In summary, customer satisfaction is one of the best ways of collecting necessary data on what customers like and dislike. A company or business that won’t hear out constructive feedback and the community’s voice is geared towards failure when the business isn’t built around the desires of the market.
Moreover, several studies have suggested that tailoring your business to constructive reviews and responses can increase loyalty for your product and your business.
Tracking and Collection Data on Customer Satisfaction
But how do we keep track and accurately “measure” customer satisfaction? There are three tried and tested methods of painting a bigger picture of how we can see how the public sees your business:
- Online reviews
- Statistics through search engines and engagements
- Surveys that are done in person or online.
These three approaches are known for being accurate and direct feedback of customers and how your business performs in catering to these needs and wants.
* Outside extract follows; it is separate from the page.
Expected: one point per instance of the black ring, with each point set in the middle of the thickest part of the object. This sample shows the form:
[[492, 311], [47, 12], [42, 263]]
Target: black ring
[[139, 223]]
Surveys and reviews are especially important since they personally come from clients and customers.
When customers respond to your survey, it’s best to rate them with a 1–10 scale as this will give you a good indication of how they generally feel about your business. The general rule of thumb is that anything below a score of 6 means that the customer is dissatisfied with the business and will have a higher likelihood of switching to a different one. 7–8 means that they are neutral and don’t necessarily have any strong feelings towards your business. 9–10 means that the customer is loyal to your business and will likely buy even more products.
When it comes to an online business, website and search engine metrics and statistics are a great way of knowing what a customer wants. In most cases, search engine optimization is usually geared towards this type of metric.
There are a variety of ways of painting a bigger picture of how the public perceives your business. But no matter what the reviews say, it’s important to address the shortcomings and issues in your business organization.